SUICIDE AND THE ELDERLY – A "MATURE MATTERS" ESSAY

Our “mature matters” group of the boomers increasing into their late 60’s, 70’s, and onward into their 80’s and 90’s represent a new volume of potential depressed individuals and suicidal risk candidates.

It is fairly simple for depression in the elderly to go unrecognized or missed.  Many times the depressed mood is masked by drugs such as anti-parkinson meds, narcotics, pain relievers, and heart and blood pressure meds.  Many co-morbid conditions of parkinson’s, early dementia, diabetes, mini-strokes, heart disease, neurological disorders can also mask symptoms of elderly depression and potential suicidal risk.  Depression in the elderly can suddenly change, manifesting itself as agitation, confusion, new dreams or hallucinations, but even can be a change toward new apathy or diminished or unusual caring.  Certainly, with any of these, the constant is a change from the baseline of the elderly person. 

Males suicides rates are alarming.  Rates continue to rise as men age, with a peak in the mid-80’s of age.  Meanwhile, females suicide rates peak in middle age, then decrease again in older years.
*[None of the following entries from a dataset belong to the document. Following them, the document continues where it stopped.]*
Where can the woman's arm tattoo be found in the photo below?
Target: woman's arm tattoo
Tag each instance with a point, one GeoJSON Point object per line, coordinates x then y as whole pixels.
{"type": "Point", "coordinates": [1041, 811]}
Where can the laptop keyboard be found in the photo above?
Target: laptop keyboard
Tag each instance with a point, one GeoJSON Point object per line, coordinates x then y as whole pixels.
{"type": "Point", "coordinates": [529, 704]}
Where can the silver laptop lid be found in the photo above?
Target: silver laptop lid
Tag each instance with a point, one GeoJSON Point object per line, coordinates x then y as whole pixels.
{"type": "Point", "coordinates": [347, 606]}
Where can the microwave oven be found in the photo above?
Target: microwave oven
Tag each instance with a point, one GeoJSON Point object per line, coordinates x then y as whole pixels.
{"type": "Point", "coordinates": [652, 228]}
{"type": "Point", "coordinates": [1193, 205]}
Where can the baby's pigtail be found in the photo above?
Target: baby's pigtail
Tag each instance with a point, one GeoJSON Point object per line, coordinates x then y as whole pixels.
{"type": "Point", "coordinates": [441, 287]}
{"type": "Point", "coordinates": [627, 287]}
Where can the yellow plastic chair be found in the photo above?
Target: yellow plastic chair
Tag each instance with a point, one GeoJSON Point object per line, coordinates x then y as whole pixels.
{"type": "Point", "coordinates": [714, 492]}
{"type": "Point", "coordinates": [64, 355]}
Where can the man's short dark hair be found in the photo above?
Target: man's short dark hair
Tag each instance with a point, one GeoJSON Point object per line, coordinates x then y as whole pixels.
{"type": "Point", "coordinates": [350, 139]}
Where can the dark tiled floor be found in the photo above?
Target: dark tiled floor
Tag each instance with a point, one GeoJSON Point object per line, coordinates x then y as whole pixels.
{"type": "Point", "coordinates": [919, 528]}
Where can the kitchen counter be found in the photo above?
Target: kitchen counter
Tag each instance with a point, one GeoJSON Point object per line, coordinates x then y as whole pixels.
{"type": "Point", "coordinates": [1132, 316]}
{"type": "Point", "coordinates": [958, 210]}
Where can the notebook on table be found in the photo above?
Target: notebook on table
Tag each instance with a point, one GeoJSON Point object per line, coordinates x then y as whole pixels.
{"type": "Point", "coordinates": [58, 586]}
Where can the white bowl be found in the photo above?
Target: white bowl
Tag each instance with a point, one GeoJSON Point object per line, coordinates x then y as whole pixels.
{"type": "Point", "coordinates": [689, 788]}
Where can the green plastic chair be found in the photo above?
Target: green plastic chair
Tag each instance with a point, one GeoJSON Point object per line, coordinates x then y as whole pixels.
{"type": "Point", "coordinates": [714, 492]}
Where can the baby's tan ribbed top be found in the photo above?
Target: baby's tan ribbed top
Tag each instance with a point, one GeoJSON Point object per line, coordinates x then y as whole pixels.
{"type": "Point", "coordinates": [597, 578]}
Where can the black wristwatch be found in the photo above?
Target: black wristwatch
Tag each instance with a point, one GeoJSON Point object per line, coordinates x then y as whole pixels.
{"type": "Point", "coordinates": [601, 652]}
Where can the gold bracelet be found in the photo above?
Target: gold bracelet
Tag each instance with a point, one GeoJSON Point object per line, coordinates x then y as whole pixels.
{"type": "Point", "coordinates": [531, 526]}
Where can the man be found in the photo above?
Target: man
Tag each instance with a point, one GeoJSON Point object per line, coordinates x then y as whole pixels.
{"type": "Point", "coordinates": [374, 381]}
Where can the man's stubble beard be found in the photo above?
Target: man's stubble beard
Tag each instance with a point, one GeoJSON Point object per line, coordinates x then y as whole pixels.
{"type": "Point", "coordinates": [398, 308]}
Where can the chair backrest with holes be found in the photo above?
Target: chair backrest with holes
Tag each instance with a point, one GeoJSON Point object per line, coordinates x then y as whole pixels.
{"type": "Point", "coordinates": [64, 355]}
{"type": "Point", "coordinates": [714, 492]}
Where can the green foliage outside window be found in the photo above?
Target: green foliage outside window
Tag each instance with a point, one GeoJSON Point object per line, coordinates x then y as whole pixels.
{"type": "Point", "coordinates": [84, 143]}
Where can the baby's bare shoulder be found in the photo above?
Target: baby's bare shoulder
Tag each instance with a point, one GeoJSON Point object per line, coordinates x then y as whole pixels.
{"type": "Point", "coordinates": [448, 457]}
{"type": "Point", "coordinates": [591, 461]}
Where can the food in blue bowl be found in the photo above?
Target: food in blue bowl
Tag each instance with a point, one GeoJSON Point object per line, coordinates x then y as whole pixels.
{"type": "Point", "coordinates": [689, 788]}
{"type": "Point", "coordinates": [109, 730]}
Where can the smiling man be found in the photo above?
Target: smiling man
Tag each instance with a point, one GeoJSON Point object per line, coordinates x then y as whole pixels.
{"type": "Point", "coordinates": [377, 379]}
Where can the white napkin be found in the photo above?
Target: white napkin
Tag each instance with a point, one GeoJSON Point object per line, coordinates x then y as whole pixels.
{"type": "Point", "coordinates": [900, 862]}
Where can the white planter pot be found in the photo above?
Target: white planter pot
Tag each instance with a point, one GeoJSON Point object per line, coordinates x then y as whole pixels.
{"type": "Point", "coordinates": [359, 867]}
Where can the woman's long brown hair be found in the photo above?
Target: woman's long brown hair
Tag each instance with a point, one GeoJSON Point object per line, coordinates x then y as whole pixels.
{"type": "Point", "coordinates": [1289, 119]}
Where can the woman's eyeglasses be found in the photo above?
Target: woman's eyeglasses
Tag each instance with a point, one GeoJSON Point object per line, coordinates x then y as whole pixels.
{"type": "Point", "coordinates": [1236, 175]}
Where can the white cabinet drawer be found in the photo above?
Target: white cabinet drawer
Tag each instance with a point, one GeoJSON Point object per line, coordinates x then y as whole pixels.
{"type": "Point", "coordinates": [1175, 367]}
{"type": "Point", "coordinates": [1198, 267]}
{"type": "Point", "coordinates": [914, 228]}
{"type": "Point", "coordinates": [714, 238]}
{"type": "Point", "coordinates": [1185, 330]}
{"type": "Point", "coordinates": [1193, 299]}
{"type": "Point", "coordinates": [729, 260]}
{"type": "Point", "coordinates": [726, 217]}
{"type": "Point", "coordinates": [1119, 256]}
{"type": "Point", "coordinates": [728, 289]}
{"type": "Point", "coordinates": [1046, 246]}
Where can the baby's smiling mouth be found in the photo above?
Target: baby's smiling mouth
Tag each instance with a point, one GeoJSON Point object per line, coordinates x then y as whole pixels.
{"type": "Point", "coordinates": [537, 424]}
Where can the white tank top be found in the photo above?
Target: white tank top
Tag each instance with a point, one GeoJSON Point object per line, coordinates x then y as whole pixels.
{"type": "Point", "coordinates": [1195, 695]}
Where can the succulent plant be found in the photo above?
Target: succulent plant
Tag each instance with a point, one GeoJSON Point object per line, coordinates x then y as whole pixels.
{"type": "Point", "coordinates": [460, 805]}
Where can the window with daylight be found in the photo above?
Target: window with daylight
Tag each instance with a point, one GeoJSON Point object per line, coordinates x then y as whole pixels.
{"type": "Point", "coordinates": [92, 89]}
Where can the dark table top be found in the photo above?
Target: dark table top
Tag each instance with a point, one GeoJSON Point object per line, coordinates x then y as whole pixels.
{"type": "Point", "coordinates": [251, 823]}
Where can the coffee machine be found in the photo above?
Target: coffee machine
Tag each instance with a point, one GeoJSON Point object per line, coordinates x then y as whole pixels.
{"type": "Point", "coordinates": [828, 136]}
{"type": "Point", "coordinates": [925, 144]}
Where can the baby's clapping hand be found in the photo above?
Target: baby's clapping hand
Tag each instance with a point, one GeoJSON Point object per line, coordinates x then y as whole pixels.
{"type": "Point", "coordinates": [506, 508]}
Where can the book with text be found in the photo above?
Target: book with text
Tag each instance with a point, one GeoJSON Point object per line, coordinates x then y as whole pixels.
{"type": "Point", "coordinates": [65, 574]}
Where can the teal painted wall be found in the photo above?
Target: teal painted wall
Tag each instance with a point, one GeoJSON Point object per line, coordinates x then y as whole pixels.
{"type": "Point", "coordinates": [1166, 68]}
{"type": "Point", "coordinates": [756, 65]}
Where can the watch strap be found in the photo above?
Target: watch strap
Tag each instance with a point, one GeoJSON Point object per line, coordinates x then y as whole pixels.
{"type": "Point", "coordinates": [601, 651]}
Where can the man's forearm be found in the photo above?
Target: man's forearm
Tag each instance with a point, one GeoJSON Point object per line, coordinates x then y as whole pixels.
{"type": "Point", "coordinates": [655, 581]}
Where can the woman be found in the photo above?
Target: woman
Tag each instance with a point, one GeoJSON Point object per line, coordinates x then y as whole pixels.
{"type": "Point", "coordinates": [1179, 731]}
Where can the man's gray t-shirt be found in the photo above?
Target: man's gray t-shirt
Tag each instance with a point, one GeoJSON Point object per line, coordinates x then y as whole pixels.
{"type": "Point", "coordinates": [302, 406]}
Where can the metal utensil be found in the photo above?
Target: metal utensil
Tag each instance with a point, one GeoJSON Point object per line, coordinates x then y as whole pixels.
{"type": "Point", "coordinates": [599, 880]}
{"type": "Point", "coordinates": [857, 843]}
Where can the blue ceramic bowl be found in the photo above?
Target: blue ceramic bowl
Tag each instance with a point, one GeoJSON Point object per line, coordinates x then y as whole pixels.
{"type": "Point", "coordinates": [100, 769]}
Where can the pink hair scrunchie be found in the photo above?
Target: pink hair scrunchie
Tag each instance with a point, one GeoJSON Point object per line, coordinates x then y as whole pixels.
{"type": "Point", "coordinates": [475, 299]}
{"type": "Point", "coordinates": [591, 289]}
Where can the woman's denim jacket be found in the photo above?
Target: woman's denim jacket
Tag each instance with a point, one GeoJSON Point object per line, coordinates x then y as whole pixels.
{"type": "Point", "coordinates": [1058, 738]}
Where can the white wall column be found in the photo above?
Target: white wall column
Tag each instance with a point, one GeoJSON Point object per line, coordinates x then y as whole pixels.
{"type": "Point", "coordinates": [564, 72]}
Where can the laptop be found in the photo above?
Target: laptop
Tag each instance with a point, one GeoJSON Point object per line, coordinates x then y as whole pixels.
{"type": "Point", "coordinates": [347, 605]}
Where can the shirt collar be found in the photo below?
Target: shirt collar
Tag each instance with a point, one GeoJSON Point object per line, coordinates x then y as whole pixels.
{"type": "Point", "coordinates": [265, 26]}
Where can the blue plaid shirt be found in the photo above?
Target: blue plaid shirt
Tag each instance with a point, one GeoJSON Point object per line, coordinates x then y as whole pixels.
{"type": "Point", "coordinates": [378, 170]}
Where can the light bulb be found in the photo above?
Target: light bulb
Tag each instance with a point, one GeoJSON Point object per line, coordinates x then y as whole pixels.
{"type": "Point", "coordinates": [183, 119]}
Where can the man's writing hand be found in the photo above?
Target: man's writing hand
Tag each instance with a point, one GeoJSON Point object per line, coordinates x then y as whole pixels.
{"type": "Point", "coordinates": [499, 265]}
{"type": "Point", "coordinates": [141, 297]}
Elderly men in their 80’s have greater success in suicide attempts when compared to their younger male counterparts.  Younger men generally have more attempts, but generally are less apt to completion.  Many times planning specifics are detailed and even some have been to their doctor recently.

Elderly men typically will have a diagnosis of depression, while younger individuals will have a history of affective disorders (mood) or substance abuse disorders.  Additional risk to the elderly potential suicide victim is a group of problems including loss of spouse, loss of home, previous suicidal discussion, alcoholism, or new diagnosis of a chronic condition. 

 

Families and caregivers must be alert for any change in attitude, mood, eating habits, sleeping habits, or conversation or discussions of suicide – or discussion of would be better, less burdensome to their family, or hopelessness.

 

Elderly patients need a close eye and open ear to their concerns, wishes, demands, and needs.  A hopeful and loving family with caring friends, with professional consultation, can be literally elderly life saving…and that shows that “Mature Matters.”

One Response to “SUICIDE AND THE ELDERLY – A "MATURE MATTERS" ESSAY”

  1. Kim Rand says:

    Dr W.

    I just want to let you know that I find your website very informative. One article in particular is the “Suicide and the Elderly”. Just over 1 week ago, my uncle (in his late 70s) committed suicide. My Dad is having a hard time with why his brother would do this as they were raised in a Lutheran (his father was a minister) family and they were brought up with the belief that suicide was a great sin. My uncle had recently been affected with his wife collapsing and having a brain bleed which required emergency surgery. Her post-op has been very difficult and she is in a group home. My uncle became very depressed over the ‘loss” of his wife. My cousin had him seen by a physican and it was found that my uncle needed bypass surgery. His depression continued and he was put into a private home to be cared for. One a day last week, he found out that his son-in-law died ( due to liver failure). He was on a liver transplant list and prior to going to surgery, a heart problem was found and he was immediately taken off the list. He died a day later. Upon hearing this news, my uncle jumped out of a 2 story home where he was staying and broke his neck.

    I printed this article for my parents to read and hopefully they will understand what my uncle was going thru with the devastating events in his live that last few months.